I was stuck in a rut. A few years later, my first FANTASY GIRLFRIEND labored 21 hours a day in the candle factory and would’ve worked more if not for the tuberculos­is. ( I wonder if her imaginary onelegged kid brother still sells newspapers with a cry of “Wuxtry! Wuxtry! Read all about it!”)

I cherish memories of receiving a transistor radio (about one-third the size of a walkie talkie) for my twelfth birthday. It meant portabilit­y, control and freedom. But as Janis Joplin sang, freedom’s just another word for nothing left to buy the replacemen­t BATTERIES with, so I soon went back to listening to the farm futures market on the family radio, like ALL the cool kids.

Dr.
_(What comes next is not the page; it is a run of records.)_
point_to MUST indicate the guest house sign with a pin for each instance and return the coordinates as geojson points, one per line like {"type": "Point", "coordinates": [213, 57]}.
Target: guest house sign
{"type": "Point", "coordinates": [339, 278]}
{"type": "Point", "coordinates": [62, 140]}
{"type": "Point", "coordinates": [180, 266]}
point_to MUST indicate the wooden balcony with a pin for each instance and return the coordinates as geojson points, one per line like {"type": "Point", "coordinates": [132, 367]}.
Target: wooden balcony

Harold Baker (who taught my Radio Production class in college) HATED the corny on-air greeting “Hello, everybody out there in Radio Land!” When an announcer is hitting on all cylinders, radio is magically INTIMATE; each listener gets to suspend disbelief for a few minutes and imagine that the faraway announcer is speaking directly to HIM. (“Why, yes, now that you mention it, I do need gas-reduction tablets, Ramblin’ Rudy. I hope they take effect before this weekend. You ARE coming over to watch Junior’s christenin­g, aren’t you?”)

Commercial radio is capitalism at its best: constant innovation that connects merchants with customers, volunteers with charities and music fans with bountiful tunes.

As an old newspaperm­an, I’m glad radio and newspapers have managed to maintain a friendly rivalry over the years. ( I think the impending deathmatch faded when RCA gave up on developing technology to WRAP FISH in a symphony broadcast.)

Maybe the political world will borrow a few tricks from radio contests.

“Be the seventh state to phone in with your electoral votes and the Phrase That Pays: ‘I’m tired of the whole nightmare!’ And what’s the FREQUENCY to remember?”

“Every four years. Every four stinkin’ years. Where are my climbing boots? I’m going up the tower!”